Plus: Louisiana health network discloses possible HIPAA breach.
If you see qualified Medicare beneficiaries (QMBs)—those patients who are eligible for both Medicaid and Medicare—then you should remove the phrase “balance billing” from your vocabulary, at least for your QMB patients. That’s the word from a recent MLN Matters article on the subject.
“Despite federal law, erroneous balance billing of QMB individuals persists,” CMS says in MLN Matters article SE 1128, which the agency revised on Feb. 4, 2016. Because QMB patients are exempt from Medicare cost-sharing, you should never balance bill them for things like deductibles, coinsurance or copayments—but it happens frequently, the agency warns.
“Many beneficiaries are unaware of the billing restrictions (or concerned about undermining provider relationships) and simply pay the cost-sharing amounts,” CMS says. “Others may experience undue distress when unpaid bills are referred to collection agencies.” Not only is it inappropriate to balance bill these patients, but you are prohibited from billing them for these amounts even I you don’t participate with Medicaid. If you are a Medicare provider, you’re subject to the balance billing prohibition, CMS says.

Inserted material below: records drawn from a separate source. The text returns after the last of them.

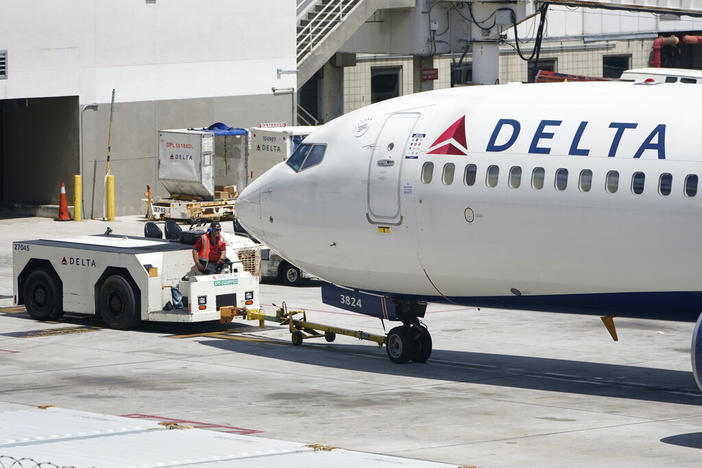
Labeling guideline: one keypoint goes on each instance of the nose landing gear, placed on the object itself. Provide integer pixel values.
(409, 343)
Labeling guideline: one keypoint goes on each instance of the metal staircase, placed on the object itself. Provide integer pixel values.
(325, 25)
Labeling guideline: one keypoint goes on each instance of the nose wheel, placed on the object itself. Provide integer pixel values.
(409, 343)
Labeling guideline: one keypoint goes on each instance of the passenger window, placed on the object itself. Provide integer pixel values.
(427, 172)
(314, 157)
(637, 182)
(449, 169)
(612, 181)
(471, 171)
(561, 179)
(537, 178)
(691, 185)
(585, 182)
(515, 177)
(492, 176)
(665, 183)
(298, 157)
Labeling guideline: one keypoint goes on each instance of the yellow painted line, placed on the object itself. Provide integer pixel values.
(193, 335)
(54, 332)
(248, 338)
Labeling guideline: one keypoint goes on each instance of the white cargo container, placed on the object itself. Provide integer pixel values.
(269, 146)
(192, 162)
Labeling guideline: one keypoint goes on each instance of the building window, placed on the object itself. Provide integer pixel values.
(471, 171)
(612, 181)
(461, 74)
(561, 179)
(585, 181)
(691, 185)
(385, 83)
(3, 64)
(637, 182)
(447, 177)
(614, 65)
(492, 176)
(515, 177)
(665, 183)
(427, 172)
(544, 64)
(537, 178)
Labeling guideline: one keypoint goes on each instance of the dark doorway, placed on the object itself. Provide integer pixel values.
(461, 74)
(39, 148)
(385, 83)
(550, 64)
(614, 65)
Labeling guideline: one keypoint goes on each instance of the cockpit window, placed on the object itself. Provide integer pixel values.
(306, 155)
(314, 157)
(298, 157)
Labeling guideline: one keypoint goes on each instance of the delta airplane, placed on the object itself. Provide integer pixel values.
(565, 197)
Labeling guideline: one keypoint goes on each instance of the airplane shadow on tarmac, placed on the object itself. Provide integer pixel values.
(533, 373)
(691, 440)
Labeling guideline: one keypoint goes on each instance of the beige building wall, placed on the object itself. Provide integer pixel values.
(572, 57)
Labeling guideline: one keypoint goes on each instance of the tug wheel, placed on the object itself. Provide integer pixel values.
(117, 303)
(43, 297)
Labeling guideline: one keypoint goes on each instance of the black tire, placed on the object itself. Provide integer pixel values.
(289, 274)
(296, 337)
(43, 295)
(422, 344)
(117, 303)
(400, 344)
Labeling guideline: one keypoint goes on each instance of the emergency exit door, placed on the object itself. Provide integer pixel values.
(385, 167)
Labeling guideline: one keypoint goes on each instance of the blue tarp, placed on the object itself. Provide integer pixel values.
(223, 129)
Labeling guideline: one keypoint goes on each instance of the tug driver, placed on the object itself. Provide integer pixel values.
(209, 250)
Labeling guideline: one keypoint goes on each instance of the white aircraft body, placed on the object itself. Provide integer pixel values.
(565, 197)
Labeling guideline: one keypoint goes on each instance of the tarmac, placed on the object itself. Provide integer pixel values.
(503, 388)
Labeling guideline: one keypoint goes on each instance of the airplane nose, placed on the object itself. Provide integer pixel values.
(248, 210)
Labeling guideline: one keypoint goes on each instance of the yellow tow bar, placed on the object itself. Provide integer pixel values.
(296, 320)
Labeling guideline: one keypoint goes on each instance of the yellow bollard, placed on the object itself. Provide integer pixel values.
(77, 199)
(110, 197)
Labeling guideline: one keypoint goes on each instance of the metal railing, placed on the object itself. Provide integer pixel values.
(319, 26)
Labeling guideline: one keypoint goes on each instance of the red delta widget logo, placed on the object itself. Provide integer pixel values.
(452, 141)
(77, 261)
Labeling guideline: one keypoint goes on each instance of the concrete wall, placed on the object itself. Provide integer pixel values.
(172, 63)
(573, 57)
(42, 137)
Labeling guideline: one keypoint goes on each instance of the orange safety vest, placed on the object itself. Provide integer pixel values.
(204, 252)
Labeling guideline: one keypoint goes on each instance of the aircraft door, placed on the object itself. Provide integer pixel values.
(384, 170)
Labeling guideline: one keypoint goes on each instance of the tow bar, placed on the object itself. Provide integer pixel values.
(296, 320)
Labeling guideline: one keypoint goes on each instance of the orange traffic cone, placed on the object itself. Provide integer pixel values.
(63, 205)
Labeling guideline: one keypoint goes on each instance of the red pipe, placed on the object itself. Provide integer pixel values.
(658, 44)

Resource: For more on this issue, see the MLN Matters article at www.cms.gov/Outreach-and-Education/Medicare-Learning-Network-MLN/MLNMattersArticles/downloads/SE1128.pdf.
In other news…
A suspicious download has led to the potential breach of 13,000 Medicaid patients’ protected health information (PHI)—and officials in Louisiana are working to secure the information.

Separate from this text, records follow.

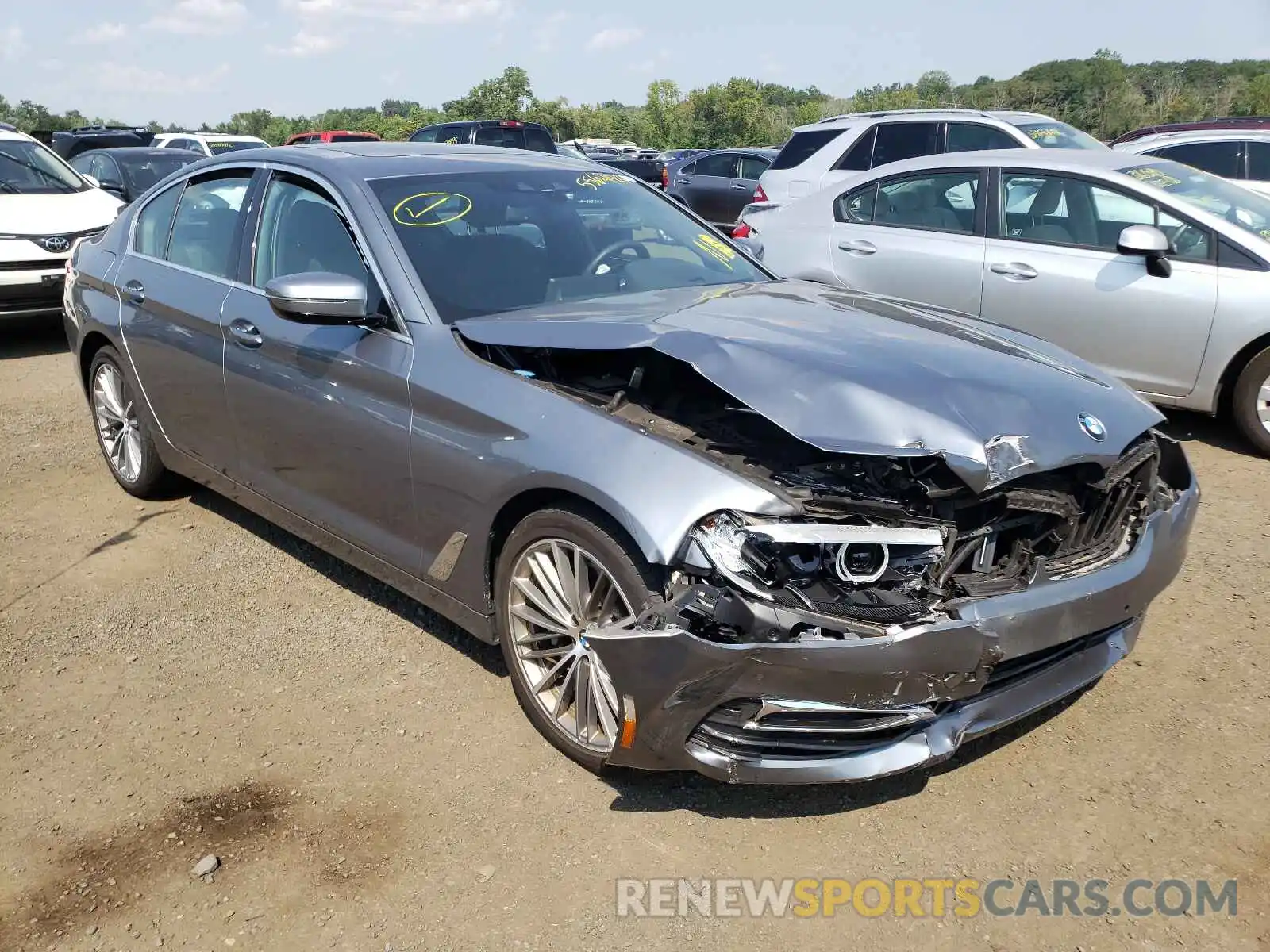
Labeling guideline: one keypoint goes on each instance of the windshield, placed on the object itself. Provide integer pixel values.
(143, 171)
(1058, 135)
(493, 241)
(29, 169)
(224, 145)
(1216, 196)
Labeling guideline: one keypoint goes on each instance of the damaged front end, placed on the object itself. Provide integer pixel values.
(899, 613)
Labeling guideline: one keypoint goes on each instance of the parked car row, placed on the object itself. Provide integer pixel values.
(766, 530)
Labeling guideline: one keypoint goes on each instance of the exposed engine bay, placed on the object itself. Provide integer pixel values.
(884, 541)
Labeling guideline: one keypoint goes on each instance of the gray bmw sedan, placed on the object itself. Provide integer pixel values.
(765, 530)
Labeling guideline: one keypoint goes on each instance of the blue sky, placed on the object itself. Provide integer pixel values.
(202, 60)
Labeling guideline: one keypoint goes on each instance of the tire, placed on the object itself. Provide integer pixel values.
(1250, 403)
(581, 731)
(122, 433)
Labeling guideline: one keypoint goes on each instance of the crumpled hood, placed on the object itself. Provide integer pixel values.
(856, 374)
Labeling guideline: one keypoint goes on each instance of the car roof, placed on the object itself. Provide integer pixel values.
(375, 160)
(139, 152)
(1057, 159)
(1184, 136)
(1013, 116)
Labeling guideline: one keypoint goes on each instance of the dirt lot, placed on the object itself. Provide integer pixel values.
(179, 678)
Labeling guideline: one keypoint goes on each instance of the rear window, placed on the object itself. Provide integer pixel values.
(803, 145)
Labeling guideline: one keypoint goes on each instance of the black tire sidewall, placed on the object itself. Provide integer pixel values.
(152, 466)
(596, 533)
(1244, 403)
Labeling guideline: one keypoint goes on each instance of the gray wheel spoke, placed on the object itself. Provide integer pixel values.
(558, 590)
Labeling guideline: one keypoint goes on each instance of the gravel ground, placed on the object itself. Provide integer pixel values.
(179, 678)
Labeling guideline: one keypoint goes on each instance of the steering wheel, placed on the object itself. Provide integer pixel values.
(611, 253)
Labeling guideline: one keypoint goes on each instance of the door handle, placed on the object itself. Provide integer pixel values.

Louisiana Health Connect (LHC) posted an alert on its website on Feb. 2 noting that a doctor’s office employee used another person’s credentials to access a provider website, downloaded a list of patients, and then gave the list to another provider who had no medically necessary reason to receive the information, LHC said. The list of 13,000 Medicaid beneficiaries will be notified and will receive free credit monitoring and identity theft protection as part of the potential breach, LHC added.
Although no financial information or social security numbers were on the list, it did include patients’ names, Medicaid ID numbers, dates of birth, addressees and other sources of PHI.